Tuesday, February 24, 2009

Husbands of Breast Cancer Patients Need Support Too

Of all the illnesses, many believe hearing the word “cancer” is most terrifying, like an “out of body” experience. For me, I felt like leaping off the operating table. Not even awake yet, I heard the doctor’s words—“One was nothing. The other was breast cancer.” And he whooshed out of the room.
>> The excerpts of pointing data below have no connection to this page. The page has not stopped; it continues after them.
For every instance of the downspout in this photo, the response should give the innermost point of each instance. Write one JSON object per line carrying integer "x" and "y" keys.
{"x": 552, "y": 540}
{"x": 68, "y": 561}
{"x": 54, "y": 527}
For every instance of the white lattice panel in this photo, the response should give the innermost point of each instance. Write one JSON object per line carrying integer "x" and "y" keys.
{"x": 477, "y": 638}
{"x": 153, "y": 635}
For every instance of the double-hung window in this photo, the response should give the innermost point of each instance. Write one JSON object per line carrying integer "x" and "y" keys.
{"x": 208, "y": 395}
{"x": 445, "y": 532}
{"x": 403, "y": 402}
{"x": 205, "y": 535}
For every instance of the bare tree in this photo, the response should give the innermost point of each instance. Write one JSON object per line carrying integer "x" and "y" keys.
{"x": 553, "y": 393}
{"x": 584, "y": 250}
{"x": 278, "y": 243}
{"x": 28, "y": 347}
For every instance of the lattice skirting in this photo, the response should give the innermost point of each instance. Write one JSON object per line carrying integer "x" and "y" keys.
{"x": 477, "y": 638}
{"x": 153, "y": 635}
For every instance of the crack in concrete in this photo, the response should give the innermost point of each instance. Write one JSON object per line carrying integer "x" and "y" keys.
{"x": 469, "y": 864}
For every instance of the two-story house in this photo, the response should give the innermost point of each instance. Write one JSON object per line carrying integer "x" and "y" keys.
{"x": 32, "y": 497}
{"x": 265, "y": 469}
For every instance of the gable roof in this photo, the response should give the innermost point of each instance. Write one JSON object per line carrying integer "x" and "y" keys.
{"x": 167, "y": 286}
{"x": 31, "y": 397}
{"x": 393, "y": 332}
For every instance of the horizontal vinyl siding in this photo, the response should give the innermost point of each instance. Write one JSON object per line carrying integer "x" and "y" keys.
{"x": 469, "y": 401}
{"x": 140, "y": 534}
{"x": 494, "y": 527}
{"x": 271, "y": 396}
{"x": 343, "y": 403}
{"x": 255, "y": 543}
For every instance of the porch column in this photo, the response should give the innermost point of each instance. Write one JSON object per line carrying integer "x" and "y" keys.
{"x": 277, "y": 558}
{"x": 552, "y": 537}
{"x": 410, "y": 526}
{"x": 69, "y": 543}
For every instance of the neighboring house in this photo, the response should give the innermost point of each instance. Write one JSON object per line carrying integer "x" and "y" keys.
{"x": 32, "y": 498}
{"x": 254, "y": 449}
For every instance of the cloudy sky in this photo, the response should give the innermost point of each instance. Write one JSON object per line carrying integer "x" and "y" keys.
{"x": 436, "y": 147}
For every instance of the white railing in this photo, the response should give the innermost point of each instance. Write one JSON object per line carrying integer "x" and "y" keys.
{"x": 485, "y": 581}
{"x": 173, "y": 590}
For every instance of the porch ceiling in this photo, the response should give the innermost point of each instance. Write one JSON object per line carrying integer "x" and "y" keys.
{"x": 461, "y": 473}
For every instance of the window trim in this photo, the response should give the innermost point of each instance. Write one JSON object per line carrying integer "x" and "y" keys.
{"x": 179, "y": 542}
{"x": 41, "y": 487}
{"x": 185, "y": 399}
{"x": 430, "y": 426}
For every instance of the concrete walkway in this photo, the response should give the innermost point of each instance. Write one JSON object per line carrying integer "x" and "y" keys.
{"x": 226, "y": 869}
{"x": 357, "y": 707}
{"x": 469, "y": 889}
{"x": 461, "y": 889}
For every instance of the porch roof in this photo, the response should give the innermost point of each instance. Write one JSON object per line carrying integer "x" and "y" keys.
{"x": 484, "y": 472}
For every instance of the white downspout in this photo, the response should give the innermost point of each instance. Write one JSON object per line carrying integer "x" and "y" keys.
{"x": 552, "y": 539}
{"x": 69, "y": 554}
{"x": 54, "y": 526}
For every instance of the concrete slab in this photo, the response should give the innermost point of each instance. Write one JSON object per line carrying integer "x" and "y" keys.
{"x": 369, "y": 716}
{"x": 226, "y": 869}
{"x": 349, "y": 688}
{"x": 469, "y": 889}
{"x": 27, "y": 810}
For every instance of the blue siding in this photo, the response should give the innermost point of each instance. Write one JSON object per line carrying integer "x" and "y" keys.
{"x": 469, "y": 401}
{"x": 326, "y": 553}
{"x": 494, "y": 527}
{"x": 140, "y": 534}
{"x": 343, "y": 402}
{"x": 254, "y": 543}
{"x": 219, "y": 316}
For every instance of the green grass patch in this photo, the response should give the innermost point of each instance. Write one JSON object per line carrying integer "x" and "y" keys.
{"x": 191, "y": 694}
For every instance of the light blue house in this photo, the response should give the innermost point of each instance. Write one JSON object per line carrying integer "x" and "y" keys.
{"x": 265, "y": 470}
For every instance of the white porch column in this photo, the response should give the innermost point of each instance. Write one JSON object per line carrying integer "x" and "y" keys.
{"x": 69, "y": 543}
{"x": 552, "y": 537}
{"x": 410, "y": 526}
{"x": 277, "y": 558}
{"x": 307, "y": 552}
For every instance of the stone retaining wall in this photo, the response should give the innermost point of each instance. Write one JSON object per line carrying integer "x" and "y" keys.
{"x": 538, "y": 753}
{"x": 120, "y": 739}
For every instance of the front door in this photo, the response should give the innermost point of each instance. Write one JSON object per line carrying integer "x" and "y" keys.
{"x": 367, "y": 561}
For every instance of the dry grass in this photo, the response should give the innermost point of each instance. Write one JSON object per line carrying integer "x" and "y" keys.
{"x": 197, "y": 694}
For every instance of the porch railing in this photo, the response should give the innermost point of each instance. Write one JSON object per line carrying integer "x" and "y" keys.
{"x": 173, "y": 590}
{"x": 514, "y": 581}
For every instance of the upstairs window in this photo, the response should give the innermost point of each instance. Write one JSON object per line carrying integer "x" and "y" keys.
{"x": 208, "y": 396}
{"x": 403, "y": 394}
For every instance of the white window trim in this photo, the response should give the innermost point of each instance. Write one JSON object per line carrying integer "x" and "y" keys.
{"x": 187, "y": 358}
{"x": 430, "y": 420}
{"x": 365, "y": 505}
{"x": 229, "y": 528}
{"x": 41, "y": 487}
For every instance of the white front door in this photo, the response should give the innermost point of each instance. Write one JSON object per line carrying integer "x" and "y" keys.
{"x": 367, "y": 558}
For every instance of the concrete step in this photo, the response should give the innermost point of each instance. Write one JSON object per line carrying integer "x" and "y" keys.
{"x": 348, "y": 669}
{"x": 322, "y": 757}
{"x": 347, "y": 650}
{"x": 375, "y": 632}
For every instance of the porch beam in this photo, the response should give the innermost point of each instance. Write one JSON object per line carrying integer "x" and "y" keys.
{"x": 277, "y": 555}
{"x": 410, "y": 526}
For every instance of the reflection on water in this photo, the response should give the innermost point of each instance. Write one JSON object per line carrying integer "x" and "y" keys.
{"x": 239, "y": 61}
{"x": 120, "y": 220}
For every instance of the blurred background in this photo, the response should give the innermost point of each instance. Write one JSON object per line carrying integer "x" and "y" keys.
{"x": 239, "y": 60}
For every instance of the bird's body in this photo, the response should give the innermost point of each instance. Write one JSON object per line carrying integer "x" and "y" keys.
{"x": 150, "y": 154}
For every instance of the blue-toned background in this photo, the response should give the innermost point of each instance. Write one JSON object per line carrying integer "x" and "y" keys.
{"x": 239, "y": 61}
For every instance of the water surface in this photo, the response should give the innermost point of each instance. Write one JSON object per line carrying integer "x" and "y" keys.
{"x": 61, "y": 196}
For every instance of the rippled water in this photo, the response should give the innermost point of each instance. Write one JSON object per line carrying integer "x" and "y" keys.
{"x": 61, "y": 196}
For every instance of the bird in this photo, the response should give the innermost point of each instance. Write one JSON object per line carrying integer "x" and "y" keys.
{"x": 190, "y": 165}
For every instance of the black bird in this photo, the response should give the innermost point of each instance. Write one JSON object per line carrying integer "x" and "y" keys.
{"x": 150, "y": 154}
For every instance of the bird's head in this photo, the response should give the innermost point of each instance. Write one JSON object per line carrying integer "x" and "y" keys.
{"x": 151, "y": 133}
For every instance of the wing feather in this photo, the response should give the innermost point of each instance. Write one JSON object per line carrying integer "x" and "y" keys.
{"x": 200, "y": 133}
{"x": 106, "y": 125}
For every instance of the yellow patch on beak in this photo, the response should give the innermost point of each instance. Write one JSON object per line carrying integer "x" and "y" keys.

Like any partner of a breast cancer patient, Marc Silver reminds in his book Breast Cancer Husband: How to Help Your Wife (and Yourself) through Diagnosis, Treatment and Beyond, the man in my life was inextricably conjoined in the events.
Husbands or partners of breast cancer patients find themselves emotionally worn, Silver reminds, but few people are likely to ask how he feels. All the attention falls upon the patient, and the significant other is expected to be there to help in some imprecise, but complete, way.
And few human have those “innate” tools to “rise to the occasion.”
I’d phoned my husband, working overseas, when I got the news I’d need surgery. “Could you postpone it? I’ve got a full week at work.”
Doctors had been ignoring symptoms, despite my protests, for more than a year, and I finally had had enough.
“I think not,” I replied. He hopped a plane.
As a nurse and psychologist, working for many years with all sorts of illnesses, I wasn’t surprised. Most of the time, we’re all really capable of screwing up.
In fact, when my spouse fell outside the front door a few years later, breaking his foot, I wasn’t the most heroic, either. He drove himself to the hospital the next morning, where doctors promptly advised him that my “sprain” diagnosis was off the mark.
So for both the patient and partner, now is the time to think forward, not backward, to deal with the myriad of challenges facing those who enter the world of breast cancer.
Silver lists tips to get through it, among them:
1. It’s better to listen than to advise.
For many men, though, whose role is “fixing it,” cancer comes as a challenge in which assuming the role of listener is one of the hardest. Along with her physicians, she needs to make decisions for which he can offer little more than support and patience.
2. You matter, too.
Often taught to be strong, withhold emotion, keep up with one’s profession, pay the bills, and then help with the housework and kids, the cancer husband faces a huge span of emotions, sometimes quite the opposite of what she might be feeling.
No one enjoys this new role, and often one feels like a victim. Most therapists believe it’s positive for a husband to share his sadness or his annoyance in this situation. However, anger is a different matter, and channeling emotions with rational self talk (e.g. “I don’t like this but I can stand it”), exercise, activity, and, if times get really tough, a visit or two to a therapist, individually, or as a couple.
For most breast cancer husbands, once his wife has met her doctors and they’ve devised the plan of care, anxiety will be lessened for both, but up and down as treatments progress and change.
3. You can be a big help at the doctor’s office, and all along the way.
Often the newly diagnosed patient is so shocked that it’s her partner who asks, “What’s next?” Which then, while she is bombarded with information about tumor size and stage (From One, small and no lymph involvement, all the way to Four, meaning the cancer has metastasized to other organs), estrogen receptivity, chemotherapy or not, surgical alternatives, radiation.
I know one husband who carried a tape recorder to all of his wife’s medical appointment. More than one or two physicians raised their eyebrows; however, he explained that neither he nor his wife could remember what the doctors said moments after their meetings.
Another got a three-ring notebook and filled it with documents about surgery chemotherapy, and radiation. His wife didn’t feel like looking, but she appreciated that he did.
4. New expectations.
After her treatment is finished, it’s important to remember that life likely won’t become “the same” right away, if at all. For several months, she’ll still feel exhausted from treatment, discomforts such as swelling of the surgical area if several lymph nodes were removed (lymphedema), post treatment check-ups, in some cases hormone therapy, and fear of recurrence, along with body disfigurement, both temporary like hair loss and permanent following surgery.
Moreover, any cancer, whether his or hers, affecting reproductive organs adds a whole host of issues about sexuality and relationships, for both people. Emotional support from loved ones is a strong predictor of coping in breast cancer patients.
During the last six months to a year, time depending on whether chemo was needed, her role definitions have become confused, too. She may refrain from asking for help, being used to being the caregiver. Or she may need encouragement and support to return to become independent again.
So offer, do not hover, and now is not the time to bring up every relationship issue you’ve had during the past ten years. Neither is now the time, if you’ve been a habitually inattentive husband, to shower with gifts. A hug is better. And Silver suggests you can’t go wrong with flowers.
Meanwhile, there are some excellent opportunities on the web for breast cancer husbands or partners to find support at websites set up to help breast cancer husbands.